Die NGOs plädieren dafür, nicht nur einzelne Maßnahmen zu betrachten, sondern den Effekt aller Aktivitäten auf das soziale, politische und wirtschaftliche Leben einer Gesellschaft und seiner Menschen zu untersuchen. Zulässig für eine Messung wäre demnach die Frage: Wie viele Menschen in den betreffenden Ländern konnten aufgrund der diversen Hilfeleistungen ihre Ausbildung, Ernährung und Gesundheit verbessern?
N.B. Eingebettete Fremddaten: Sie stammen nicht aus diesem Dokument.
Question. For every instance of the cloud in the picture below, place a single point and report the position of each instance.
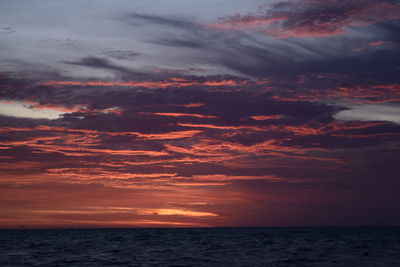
(371, 112)
(313, 18)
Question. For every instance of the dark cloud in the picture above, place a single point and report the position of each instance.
(95, 62)
(165, 21)
(313, 18)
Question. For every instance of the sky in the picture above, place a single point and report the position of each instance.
(183, 113)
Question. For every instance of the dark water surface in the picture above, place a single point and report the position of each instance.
(202, 247)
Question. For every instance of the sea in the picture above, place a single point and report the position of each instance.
(311, 246)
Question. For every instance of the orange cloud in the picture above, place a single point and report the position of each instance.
(172, 82)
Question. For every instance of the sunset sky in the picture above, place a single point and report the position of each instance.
(183, 113)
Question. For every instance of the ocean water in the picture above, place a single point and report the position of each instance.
(202, 247)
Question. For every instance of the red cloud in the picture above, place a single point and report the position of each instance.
(312, 18)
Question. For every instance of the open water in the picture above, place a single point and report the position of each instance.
(202, 247)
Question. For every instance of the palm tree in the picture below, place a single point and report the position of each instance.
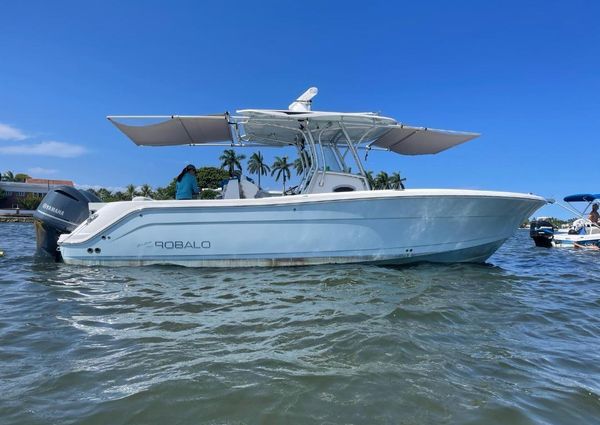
(282, 168)
(256, 165)
(382, 181)
(231, 161)
(396, 182)
(8, 176)
(130, 191)
(146, 190)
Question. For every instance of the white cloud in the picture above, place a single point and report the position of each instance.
(11, 133)
(41, 172)
(50, 148)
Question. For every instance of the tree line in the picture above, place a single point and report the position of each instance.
(210, 178)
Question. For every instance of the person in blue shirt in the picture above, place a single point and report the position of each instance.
(187, 185)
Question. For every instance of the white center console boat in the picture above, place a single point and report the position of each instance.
(331, 216)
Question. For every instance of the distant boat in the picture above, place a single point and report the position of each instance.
(331, 216)
(582, 233)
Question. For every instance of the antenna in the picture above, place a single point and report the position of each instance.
(302, 104)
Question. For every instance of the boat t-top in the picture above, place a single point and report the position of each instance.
(332, 216)
(582, 233)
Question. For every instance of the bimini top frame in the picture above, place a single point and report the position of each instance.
(325, 141)
(280, 127)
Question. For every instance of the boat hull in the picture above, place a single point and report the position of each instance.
(380, 227)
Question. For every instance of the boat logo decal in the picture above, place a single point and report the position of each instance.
(182, 244)
(53, 209)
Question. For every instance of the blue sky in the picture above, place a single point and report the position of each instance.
(524, 74)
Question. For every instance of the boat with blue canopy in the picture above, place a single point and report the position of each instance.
(583, 232)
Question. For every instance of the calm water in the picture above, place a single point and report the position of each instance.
(514, 341)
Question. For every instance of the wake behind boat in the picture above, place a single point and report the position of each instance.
(332, 216)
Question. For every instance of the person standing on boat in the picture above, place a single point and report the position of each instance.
(594, 216)
(187, 185)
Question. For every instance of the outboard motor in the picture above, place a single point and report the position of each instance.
(542, 233)
(61, 211)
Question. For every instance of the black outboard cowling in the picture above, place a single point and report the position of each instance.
(61, 211)
(542, 233)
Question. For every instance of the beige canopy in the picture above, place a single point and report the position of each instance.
(408, 140)
(177, 130)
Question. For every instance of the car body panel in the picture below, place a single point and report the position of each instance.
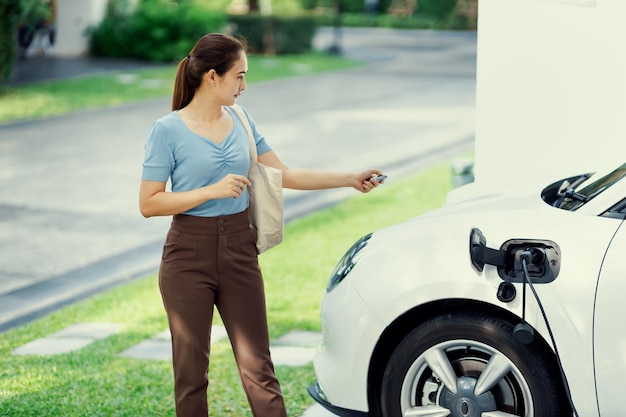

Bis 2010 will die Initiative ein tragfähiges Dokument für die Zivilgesellschaft entwickeln, das Prinzipien für die Wirksamkeit der NGOs als EntwicklungsakteurInnen enthält. Die Beteiligten hoffen, dass auf der Basis ihrer Arbeit ein weiterer Prozess gestartet wird, der ein Nachfolgepapier für die Pariser Erklärung im Jahr 2011 auf die Schiene bringt. Dieses soll Indikatoren enthalten, nach denen die Wirksamkeit von Entwicklung in ihrer Gesamtheit gemessen werden kann. Die Herausforderungen sind immens. Das große Ziel wäre ein Abkommen, das von allen entwicklungspolitischen AkteurInnen, d.h. von Partner- und Geberländern, von multilateralen Institutionen und Entwicklungsbanken sowie den zivilgesellschaftlichen AkteurInnen in Nord und Süd unterzeichnet würde. Gelänge dann noch die Anhebung auf den Level der Vereinten Nationen, müssten auch neue GeberInnen wie China mit am selben Strang ziehen. Der gegenseitige Fingerzeig würde damit in Zukunft deutlich schwerer.
Claudia Bonk ist Mitarbeiterin bei Globale Verantwortung – Arbeitsgemeinschaft für Entwicklung und Humanitäre Hilfe, dem neu gegründeten österreichischen NGO-Dachverband.